ノートパソコン固有の問題は画面が低いこと
カメラは画面の上枠にあるので、原稿を画面の最上部に置けば原稿とレンズの距離は小さくなります。ここまではデスクトップでも同じです。問題は、その画面全体が低い位置にあることです。
机の上にノートパソコンを置くと、画面の上端はだいたい座った目線より10〜20cm下に来ます。つまり原稿とレンズを揃えたところで、その両方を見下ろすことになります。

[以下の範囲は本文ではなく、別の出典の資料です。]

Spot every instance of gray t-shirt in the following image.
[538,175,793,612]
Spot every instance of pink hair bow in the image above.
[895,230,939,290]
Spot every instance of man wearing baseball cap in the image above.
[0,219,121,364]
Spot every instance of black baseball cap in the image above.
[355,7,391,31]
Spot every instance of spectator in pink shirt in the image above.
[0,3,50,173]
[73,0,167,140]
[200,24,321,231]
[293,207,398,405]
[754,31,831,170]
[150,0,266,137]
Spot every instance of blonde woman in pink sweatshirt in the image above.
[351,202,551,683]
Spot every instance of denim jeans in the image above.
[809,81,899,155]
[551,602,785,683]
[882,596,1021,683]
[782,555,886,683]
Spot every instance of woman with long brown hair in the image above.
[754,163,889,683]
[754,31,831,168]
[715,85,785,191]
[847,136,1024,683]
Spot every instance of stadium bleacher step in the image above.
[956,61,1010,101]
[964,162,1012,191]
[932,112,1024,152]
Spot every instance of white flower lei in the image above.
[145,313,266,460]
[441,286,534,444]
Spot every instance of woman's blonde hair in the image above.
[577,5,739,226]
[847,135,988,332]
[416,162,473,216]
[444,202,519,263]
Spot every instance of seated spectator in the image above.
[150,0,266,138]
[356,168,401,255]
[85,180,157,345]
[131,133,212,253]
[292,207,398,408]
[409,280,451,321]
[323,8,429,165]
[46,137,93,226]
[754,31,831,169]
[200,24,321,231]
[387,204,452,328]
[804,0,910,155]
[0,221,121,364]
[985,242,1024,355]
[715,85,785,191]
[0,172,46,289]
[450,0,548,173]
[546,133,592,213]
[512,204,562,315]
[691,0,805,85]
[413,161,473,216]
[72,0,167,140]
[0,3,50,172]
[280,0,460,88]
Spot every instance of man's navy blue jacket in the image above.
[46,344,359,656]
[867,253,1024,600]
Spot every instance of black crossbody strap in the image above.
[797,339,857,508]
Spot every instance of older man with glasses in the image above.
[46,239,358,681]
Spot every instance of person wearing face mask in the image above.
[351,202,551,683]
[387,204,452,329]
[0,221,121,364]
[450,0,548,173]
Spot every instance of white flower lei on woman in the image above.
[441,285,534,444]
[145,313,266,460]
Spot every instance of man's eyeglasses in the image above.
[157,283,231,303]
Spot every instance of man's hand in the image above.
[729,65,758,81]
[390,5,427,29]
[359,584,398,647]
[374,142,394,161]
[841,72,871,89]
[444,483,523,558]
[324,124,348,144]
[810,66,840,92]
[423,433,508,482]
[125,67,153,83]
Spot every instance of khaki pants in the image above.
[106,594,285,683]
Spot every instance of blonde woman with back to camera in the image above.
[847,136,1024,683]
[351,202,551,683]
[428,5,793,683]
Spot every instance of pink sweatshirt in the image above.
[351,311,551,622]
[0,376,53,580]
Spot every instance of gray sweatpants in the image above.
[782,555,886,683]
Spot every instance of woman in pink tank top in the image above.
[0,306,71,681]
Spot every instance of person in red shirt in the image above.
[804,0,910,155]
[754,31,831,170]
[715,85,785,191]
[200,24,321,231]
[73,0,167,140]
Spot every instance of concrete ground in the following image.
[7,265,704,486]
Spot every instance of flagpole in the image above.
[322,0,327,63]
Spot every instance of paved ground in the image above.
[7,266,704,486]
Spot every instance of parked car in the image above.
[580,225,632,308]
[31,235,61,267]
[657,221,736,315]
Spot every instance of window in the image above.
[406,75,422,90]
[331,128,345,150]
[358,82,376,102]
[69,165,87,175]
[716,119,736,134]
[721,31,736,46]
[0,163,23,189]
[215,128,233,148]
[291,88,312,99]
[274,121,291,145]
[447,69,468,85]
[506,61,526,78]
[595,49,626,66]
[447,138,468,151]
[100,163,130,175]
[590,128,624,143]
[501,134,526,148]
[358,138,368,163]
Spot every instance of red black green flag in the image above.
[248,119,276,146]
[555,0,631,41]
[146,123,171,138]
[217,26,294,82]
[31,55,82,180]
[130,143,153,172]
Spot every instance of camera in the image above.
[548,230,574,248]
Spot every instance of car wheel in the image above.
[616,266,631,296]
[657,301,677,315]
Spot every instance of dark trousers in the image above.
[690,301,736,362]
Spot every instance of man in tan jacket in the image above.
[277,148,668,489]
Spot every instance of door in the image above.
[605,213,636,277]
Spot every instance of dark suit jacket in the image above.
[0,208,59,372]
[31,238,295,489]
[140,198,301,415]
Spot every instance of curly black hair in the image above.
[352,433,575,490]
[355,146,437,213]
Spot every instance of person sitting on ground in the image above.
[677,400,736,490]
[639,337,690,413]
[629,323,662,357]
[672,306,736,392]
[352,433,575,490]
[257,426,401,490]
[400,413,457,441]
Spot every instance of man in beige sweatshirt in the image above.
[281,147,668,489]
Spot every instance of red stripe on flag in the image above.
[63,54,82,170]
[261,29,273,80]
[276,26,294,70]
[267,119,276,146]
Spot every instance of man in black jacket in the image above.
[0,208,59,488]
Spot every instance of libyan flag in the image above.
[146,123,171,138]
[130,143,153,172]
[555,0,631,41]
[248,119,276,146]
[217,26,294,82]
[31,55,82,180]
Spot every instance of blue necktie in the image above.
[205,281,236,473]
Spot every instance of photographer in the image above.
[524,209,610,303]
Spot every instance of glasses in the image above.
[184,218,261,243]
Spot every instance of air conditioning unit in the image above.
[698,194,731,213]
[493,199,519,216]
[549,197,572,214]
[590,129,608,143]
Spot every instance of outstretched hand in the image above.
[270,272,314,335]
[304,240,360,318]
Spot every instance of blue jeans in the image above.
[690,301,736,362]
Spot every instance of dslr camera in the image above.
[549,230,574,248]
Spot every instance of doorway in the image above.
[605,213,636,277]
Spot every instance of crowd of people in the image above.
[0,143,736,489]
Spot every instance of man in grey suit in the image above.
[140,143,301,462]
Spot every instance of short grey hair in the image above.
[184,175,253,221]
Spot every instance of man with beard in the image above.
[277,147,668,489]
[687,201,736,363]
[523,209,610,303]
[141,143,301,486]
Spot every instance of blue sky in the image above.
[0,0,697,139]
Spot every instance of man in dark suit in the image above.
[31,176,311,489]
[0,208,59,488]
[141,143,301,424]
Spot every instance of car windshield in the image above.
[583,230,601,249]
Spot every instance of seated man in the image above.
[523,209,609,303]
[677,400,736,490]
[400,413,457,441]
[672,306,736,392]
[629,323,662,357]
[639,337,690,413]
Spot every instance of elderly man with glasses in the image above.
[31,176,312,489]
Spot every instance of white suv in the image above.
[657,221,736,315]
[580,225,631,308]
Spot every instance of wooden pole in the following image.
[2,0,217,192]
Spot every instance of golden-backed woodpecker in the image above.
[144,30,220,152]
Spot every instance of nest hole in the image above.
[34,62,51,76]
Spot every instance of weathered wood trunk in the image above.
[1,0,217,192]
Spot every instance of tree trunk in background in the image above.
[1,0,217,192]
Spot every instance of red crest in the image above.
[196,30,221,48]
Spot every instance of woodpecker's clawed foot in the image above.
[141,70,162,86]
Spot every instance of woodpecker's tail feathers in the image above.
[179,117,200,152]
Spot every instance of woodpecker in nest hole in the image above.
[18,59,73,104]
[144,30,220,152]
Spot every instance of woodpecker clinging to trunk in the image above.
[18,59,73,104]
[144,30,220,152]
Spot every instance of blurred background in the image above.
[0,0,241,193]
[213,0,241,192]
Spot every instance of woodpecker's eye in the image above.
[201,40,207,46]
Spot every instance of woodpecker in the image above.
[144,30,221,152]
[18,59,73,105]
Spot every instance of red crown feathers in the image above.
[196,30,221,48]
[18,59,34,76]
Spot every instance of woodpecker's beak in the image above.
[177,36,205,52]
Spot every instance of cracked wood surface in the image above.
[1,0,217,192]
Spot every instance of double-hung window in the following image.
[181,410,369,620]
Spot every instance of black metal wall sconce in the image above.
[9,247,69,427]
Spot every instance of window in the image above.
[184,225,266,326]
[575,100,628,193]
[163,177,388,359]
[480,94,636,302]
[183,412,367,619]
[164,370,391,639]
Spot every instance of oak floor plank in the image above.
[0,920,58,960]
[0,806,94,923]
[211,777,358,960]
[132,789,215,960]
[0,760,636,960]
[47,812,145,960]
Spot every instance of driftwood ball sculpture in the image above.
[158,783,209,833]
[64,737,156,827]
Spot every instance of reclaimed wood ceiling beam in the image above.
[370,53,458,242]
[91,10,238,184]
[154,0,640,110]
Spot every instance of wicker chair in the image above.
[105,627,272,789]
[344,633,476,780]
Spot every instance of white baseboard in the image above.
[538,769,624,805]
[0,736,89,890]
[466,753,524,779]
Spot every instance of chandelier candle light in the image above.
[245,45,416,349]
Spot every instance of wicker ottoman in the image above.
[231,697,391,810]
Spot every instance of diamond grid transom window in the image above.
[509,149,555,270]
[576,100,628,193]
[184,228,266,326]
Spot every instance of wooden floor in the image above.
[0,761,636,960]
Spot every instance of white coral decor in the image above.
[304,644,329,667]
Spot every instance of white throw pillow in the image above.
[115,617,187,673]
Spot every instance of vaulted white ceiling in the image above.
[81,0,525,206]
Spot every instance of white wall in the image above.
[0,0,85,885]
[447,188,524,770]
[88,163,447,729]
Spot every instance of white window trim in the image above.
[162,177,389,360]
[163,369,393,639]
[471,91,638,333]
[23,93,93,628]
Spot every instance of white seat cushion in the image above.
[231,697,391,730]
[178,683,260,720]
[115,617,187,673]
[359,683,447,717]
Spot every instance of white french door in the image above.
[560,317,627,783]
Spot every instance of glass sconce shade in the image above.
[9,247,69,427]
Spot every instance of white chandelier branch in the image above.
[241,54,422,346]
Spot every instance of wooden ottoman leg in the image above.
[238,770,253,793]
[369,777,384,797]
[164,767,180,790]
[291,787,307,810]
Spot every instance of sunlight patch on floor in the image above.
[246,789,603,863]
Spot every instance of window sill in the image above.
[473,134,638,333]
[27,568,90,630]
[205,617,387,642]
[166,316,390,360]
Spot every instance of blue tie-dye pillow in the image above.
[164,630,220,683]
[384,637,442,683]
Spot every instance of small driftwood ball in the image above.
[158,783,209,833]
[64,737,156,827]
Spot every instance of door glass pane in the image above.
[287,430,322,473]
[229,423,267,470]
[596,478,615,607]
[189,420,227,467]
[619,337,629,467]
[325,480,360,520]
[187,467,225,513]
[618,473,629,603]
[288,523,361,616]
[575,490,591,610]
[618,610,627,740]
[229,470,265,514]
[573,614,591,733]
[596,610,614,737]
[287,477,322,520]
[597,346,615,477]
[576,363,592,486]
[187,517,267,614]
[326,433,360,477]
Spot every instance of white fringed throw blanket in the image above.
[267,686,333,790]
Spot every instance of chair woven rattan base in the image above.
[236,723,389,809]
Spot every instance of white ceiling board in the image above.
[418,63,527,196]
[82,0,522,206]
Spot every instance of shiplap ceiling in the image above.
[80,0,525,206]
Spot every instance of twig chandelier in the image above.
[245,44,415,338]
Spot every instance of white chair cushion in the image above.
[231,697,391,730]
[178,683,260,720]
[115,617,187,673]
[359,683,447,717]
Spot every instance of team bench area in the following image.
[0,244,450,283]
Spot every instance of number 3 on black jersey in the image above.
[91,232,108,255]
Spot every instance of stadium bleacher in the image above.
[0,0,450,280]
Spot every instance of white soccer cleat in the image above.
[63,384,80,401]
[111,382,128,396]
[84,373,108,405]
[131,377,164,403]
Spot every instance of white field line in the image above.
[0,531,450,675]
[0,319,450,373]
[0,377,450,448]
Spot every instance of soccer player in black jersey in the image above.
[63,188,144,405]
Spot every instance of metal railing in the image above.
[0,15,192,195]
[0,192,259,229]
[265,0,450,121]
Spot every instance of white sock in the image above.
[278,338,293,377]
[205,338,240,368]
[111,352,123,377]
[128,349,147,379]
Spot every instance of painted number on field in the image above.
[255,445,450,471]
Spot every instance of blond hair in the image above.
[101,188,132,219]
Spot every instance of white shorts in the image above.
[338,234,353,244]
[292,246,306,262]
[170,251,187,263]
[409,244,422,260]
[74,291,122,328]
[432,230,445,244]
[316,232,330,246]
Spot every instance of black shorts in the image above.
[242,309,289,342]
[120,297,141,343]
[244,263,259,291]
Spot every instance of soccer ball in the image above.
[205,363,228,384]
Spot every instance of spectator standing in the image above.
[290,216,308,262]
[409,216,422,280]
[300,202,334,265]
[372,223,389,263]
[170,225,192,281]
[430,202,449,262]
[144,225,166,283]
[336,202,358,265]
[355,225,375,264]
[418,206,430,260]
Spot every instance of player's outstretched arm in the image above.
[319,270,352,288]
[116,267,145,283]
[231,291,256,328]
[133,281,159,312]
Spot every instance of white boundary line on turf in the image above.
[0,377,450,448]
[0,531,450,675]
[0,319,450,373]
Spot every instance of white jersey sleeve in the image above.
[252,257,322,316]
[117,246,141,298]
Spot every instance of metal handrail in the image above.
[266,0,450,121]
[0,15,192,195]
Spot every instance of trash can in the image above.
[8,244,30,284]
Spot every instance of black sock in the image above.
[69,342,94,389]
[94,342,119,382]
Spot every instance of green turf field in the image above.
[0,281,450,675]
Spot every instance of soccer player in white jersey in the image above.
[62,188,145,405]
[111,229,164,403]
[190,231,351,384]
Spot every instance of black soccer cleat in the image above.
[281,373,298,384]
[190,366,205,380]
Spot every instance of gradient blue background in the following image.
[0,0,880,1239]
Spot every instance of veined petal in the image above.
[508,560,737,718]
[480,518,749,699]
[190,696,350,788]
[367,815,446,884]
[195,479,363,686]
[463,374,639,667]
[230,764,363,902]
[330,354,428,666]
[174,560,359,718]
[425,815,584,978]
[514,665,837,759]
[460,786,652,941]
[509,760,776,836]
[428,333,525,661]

映像としては顎が上がって見え、首も窮屈になります。
| 置き方 | 視線の角度 | 必要なもの | 向く用途 |
|---|---|---|---|
| 机に直置き | 見下ろす(10〜20度) | なし | 練習・短い会議 |
| スタンドで上げる | ほぼ水平 | スタンド+外付けキーボード | 収録・重要な会議 |
| 外部モニターを使う | 水平に調整できる | モニター+外付けカメラ | 据え置きの収録環境 |
ひとつ注意があります。スタンドで本体を上げると、キーボードも一緒に上がって打ちにくくなります。外付けのキーボードとマウスが必要になる構成です。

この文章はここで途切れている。